Blink was written by Steven Moffat and netted a ton of awards for both writing and acting. It also ultimately lost a Nebula award for Best Script to Pans Labyrinth.

It is a Doctor-lite episode revolving around Sally Sparrow, a clever, spunky young woman who visits an old mansion called Wester Drumlins in 2007 and finds a spookily detailed message from the Doctor written in 1969. The message tells her to "beware the weeping angels" and "by the way, duck!" She ducks, and a ceramic pot of some sort smashes into the wall just behind her head.

Sally leaves Wester Drumlins, and the next day, goes to visit her friend, Kathy Nightingale. At Kathy's house, Sally notices a TV set playing a DVD of the Doctor, apparently talking to thin air. She also meets Kathy's brother Lawrence (Lawrence Nightingale, get it?), who has apparently just stepped out of the shower and forgotten his towel. Sufficiently Genre Savvy viewers know what's coming next, despite Moffat trying to throw a curveball by reversing the genders of the protagonists.

Anyway, Sally convinces Kathy to come with her to Wester Drumlins. Kathy goes upstairs to find four angel statues with their hands over their eyes. She investigates the statues—and disappears.

Downstairs, a strange man approaches Sally with a letter, written by his grandmother: Kathy Nightingale. Sally opens the letter to find that it is indeed from Kathy, who was thrown back in time to 1920.

Sally takes one last look around Wester Drumlins and skives off with a TARDIS key hanging from the hand of one of the stone angels. While her back is turned, one of the statues apparently moves, its hand grasping for her as she walks away.

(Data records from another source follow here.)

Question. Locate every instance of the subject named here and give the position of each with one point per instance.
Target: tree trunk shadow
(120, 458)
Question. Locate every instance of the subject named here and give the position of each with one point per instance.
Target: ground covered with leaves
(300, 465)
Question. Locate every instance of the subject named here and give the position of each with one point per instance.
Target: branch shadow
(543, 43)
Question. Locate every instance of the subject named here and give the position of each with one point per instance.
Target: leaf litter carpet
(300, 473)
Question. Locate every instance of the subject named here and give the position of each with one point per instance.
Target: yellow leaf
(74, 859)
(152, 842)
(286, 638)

After visiting Kathy's grave, Sally heads out to fulfill Kathy's last request and convey her love to Lawrence (AKA Larry). At the DVD store where he works, Sally gets into an argument with the same recording of the Doctor. Since he appears to be talking directly to her, she soon gets creeped out and yells at the Doctor to stop being so weird ... at which point, Larry shows up. He tells her that the video of the Doctor is an Easter Egg on 17 apparently unconnected DVDs, and that nobody seems to know what it's about.

Sally gives him an edited version of Kathy's message, collects a list of the DVDs with the Doctor Easter Egg, and then steps out of the back room, her head still spinning. The man behind the counter shouts “Go to the police, you stupid woman! Why does nobody ever just go to the police?” Sally is startled, but relaxes when she sees that he's watching a B-Movie. (You can practically see Moffatt winking at the audience).

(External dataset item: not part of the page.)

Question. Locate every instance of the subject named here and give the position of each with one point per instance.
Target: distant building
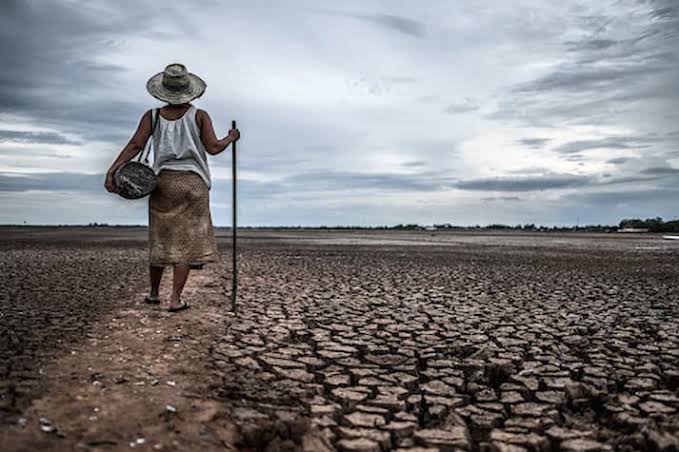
(633, 230)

Taking the counter-jockey's inadvertent advice, Sally heads over to the Police Station—followed by the Weeping Angels. At the station, she meets a Police Inspector named Billy Shipton, who flirts with her shamelessly, blissfully unaware that The First Guy Wins. He also shows her a garage full of cars whose owners have disappeared in or around Wester Drumlins in the past few years. The prize of the collection is an imitation police box built entirely to scale which nobody can manage to open (they know it's fake because the phone's just a dummy and the windows are the wrong size).

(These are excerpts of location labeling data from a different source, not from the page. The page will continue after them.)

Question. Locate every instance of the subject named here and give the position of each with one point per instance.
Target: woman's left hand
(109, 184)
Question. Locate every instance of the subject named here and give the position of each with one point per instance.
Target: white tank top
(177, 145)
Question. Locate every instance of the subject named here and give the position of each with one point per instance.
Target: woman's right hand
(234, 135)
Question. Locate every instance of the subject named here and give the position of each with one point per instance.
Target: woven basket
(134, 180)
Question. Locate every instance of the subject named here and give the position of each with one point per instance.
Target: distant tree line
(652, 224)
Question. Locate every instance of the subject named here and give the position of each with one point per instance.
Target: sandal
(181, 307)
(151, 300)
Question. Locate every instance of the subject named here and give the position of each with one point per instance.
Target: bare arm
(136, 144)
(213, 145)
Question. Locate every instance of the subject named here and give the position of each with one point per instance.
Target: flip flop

Sally responds to Billy's come-ons by giving him her phone number "just a phone number" and then leaves. Billy returns to the garage to find it infested with four pieces of angelic statuary. The camera zooms in on his face until he blinks, at which point he disappears.

Minutes later, Sally receives a phone call from Billy. She follows his directions to an inexplicably abandoned hospital, whose only occupant is a 40-year-older Billy Shipton.

Just before he dies (well, what did you expect?) Billy tells Sally that he met the Doctor in 1969, and the Doctor gave him a message for her. He also reveals that in the interim years he got into publishing, eventually DVD publishing. His company published all 17 DVDs with the Doctor's message on them, and asks if she's figured out the connection between them.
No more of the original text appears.